Hacker News new | past | comments | ask | show | jobs | submit login
Amazon CloudSearch - Start Searching in One Hour for Less Than $100 / Month (aws.typepad.com)
236 points by jeffbarr on April 12, 2012 | hide | past | favorite | 82 comments



You know this doesn't seem like a bad deal though $100/mo might be high for someone just starting out. Right now my options for search are:

  Full text SQL search
  Apache Solr or something similar
  Google Search Appliance
  Custom search
  Google free search on your site
Yay for search as a service.


There's also:

   Searchify, Running the full open sourced IndexTank Search as a Service API  
   HoundSleuth, IndexTank Compatible API  
   IndexTanktoGO, IndexTank Compatible API  
   Bimaple, IndexTank Compatible API  
   IndexDen, IndexTank Compatible API


You seem to like IndexTank ;)

There's also my own http://websolr.com/ running Apache Solr. Some other Solr services are mentioned elsewhere on the page.

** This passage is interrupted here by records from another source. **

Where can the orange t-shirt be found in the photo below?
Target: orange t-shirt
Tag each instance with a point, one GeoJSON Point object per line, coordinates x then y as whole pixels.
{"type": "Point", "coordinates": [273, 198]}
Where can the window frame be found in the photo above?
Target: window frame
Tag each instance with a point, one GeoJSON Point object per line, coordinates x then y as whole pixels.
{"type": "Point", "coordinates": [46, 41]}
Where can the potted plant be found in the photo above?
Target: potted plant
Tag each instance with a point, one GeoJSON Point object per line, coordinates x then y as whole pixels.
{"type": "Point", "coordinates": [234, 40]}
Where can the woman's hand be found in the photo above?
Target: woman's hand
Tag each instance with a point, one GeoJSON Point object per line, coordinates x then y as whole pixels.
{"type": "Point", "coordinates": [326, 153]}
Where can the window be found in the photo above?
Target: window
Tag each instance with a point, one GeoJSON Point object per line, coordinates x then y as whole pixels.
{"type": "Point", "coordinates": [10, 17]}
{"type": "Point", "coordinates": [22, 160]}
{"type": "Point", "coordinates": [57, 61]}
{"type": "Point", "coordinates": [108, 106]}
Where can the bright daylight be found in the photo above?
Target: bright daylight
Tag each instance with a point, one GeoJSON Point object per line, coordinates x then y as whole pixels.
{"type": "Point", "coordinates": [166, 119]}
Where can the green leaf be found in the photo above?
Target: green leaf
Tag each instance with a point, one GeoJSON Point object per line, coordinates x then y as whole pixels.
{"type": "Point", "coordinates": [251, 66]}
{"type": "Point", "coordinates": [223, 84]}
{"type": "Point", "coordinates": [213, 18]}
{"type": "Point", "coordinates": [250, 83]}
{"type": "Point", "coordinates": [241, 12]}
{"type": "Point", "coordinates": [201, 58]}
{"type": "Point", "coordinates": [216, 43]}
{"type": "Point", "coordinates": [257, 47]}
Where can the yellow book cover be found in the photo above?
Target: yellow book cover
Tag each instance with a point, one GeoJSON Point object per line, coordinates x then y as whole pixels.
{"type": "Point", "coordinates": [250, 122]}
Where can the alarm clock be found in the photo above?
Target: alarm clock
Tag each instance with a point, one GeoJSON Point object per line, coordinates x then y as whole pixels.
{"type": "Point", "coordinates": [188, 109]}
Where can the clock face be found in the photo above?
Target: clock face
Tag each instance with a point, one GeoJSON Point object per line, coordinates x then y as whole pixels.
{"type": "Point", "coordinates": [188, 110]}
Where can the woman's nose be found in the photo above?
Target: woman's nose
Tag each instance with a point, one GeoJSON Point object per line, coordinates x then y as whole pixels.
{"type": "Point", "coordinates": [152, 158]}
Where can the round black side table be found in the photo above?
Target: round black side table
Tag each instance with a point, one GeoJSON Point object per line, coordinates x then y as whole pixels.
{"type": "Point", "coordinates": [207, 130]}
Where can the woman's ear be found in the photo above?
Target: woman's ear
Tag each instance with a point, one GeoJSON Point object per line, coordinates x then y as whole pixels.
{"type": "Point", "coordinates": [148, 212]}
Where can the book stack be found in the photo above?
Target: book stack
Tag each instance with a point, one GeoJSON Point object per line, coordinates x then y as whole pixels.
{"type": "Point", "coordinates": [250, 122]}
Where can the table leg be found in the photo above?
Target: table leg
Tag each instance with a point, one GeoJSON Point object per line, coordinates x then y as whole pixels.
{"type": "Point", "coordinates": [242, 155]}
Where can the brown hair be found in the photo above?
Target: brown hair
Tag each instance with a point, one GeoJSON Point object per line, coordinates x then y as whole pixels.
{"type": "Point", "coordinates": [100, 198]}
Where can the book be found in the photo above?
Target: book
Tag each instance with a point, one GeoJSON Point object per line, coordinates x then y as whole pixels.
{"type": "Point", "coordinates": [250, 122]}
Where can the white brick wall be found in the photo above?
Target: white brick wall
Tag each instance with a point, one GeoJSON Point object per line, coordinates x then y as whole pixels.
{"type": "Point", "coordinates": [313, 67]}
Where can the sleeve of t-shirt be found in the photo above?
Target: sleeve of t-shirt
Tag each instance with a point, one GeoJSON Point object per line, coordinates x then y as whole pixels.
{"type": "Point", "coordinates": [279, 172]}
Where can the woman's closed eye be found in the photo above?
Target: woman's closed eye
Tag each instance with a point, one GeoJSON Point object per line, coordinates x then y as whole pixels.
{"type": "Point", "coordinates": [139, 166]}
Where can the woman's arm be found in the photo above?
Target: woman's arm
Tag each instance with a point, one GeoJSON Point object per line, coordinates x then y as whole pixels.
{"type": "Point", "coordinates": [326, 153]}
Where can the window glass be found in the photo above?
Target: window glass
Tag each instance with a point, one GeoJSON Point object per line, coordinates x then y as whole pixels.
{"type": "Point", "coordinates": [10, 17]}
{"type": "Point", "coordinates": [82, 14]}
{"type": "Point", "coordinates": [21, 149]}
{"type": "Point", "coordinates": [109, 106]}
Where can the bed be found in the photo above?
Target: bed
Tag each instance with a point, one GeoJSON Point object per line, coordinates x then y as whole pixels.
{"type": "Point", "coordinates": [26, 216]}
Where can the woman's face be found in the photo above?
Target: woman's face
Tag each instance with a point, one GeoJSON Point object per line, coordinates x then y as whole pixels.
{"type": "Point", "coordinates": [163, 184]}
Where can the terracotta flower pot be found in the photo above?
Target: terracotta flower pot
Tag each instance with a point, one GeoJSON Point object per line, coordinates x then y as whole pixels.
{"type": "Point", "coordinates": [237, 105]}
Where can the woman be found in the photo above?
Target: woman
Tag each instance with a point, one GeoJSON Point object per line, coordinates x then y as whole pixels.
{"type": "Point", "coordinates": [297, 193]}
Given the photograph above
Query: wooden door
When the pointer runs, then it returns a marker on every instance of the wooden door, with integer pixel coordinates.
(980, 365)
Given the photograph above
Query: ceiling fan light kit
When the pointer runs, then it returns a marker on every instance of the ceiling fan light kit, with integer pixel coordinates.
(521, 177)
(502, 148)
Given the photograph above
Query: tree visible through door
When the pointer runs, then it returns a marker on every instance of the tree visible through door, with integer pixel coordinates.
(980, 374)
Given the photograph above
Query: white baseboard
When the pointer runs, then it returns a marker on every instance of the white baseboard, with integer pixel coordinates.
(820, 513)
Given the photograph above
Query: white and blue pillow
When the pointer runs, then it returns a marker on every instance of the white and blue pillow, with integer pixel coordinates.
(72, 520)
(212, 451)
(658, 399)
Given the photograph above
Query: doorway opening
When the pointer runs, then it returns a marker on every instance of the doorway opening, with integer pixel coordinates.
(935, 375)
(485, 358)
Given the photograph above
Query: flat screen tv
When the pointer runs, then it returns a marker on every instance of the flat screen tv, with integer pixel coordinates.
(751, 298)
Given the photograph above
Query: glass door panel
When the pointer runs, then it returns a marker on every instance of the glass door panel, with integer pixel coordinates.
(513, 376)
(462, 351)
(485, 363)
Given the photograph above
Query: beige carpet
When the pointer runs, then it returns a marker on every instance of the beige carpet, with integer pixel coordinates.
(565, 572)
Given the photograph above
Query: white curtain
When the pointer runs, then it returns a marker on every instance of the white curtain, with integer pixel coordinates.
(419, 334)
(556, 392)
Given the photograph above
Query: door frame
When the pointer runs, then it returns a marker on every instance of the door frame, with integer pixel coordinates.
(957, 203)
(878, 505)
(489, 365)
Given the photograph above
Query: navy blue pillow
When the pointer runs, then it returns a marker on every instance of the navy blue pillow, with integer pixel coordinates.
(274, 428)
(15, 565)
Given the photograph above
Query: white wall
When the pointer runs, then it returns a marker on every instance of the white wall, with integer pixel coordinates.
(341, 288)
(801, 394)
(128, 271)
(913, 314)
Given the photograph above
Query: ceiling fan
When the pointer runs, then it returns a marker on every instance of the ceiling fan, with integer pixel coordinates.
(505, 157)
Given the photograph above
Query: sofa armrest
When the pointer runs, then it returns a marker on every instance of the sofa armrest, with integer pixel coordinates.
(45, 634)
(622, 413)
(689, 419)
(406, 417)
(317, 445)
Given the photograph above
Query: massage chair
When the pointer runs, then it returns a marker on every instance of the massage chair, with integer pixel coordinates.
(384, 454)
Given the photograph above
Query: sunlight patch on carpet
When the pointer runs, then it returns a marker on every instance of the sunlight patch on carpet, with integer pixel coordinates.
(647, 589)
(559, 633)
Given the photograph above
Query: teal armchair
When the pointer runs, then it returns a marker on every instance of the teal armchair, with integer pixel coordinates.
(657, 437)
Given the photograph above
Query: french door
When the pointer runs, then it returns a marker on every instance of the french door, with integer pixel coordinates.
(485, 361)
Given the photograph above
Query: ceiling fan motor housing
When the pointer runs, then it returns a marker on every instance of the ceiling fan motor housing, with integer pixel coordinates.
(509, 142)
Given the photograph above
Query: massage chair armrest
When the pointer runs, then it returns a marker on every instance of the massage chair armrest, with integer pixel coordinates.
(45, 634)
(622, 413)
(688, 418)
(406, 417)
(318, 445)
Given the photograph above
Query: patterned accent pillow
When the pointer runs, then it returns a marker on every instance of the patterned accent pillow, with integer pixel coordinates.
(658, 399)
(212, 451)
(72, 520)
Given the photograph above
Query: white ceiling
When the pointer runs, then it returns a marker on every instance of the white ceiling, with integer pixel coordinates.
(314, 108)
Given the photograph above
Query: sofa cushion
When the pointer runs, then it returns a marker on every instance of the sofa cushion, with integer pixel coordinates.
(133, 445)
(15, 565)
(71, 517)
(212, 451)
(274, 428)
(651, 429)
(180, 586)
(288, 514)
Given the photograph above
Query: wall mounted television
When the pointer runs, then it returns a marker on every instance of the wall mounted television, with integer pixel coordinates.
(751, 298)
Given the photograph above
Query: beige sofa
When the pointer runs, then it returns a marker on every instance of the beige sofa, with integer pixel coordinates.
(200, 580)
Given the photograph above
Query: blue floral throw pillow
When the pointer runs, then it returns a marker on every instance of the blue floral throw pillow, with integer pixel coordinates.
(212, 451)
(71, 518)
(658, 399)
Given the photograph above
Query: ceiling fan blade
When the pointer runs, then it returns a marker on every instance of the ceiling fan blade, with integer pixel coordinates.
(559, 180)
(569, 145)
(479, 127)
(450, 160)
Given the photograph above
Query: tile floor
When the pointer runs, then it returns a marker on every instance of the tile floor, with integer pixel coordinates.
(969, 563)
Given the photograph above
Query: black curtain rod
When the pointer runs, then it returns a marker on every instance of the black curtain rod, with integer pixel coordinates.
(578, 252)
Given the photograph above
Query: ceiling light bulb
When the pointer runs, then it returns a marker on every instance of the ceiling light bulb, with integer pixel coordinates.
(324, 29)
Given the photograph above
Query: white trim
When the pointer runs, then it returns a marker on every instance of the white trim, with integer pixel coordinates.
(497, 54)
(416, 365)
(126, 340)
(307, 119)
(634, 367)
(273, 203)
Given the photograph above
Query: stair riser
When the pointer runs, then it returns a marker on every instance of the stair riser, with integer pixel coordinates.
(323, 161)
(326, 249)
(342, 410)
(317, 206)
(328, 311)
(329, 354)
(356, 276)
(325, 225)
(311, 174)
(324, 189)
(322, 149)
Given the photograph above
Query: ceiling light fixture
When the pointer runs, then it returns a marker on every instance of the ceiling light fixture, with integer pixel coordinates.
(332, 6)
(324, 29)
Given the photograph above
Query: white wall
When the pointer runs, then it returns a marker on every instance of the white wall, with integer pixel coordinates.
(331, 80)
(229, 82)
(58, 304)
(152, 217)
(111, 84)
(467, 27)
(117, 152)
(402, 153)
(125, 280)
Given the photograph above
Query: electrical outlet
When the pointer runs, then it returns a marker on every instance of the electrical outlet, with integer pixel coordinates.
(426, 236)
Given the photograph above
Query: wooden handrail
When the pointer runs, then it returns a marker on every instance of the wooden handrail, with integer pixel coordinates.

I've also recently launched http://bonsai.io/ for a hosted ElasticSearch service. Because ElasticSearch is actually quite awesome (and I'm happy to answer questions about why).

For Sphinx, there's Flying Sphinx (by Pat Allen of Thinking Sphinx Ruby client fame, great guy), and IndexDen (which is Sphinx, not IndexTank).


So, why is ElasticSearch awesome, apart from being a searchable document/JSON store? That's pretty obviously awesome :P


There's a lot to be said for ElasticSearch's data distribution. It does sharding and replication really well. That makes my life easier, as a service provider, as well as the life of anyone that has to manage and scale an ES cluster. Or who doesn't want to have to deal with client-side sharding or worry about how many servers can crash before their search goes down.

Here's a good video on the subject from ElasticSearch's creator: http://vimeo.com/26710663

ElasticSearch has very little ceremony around creating a new index and getting started with using it. You will eventually need to do some configuration to tune its behavior for your specific application, but the learning curve is nice and gradual. This makes ES great for exploration.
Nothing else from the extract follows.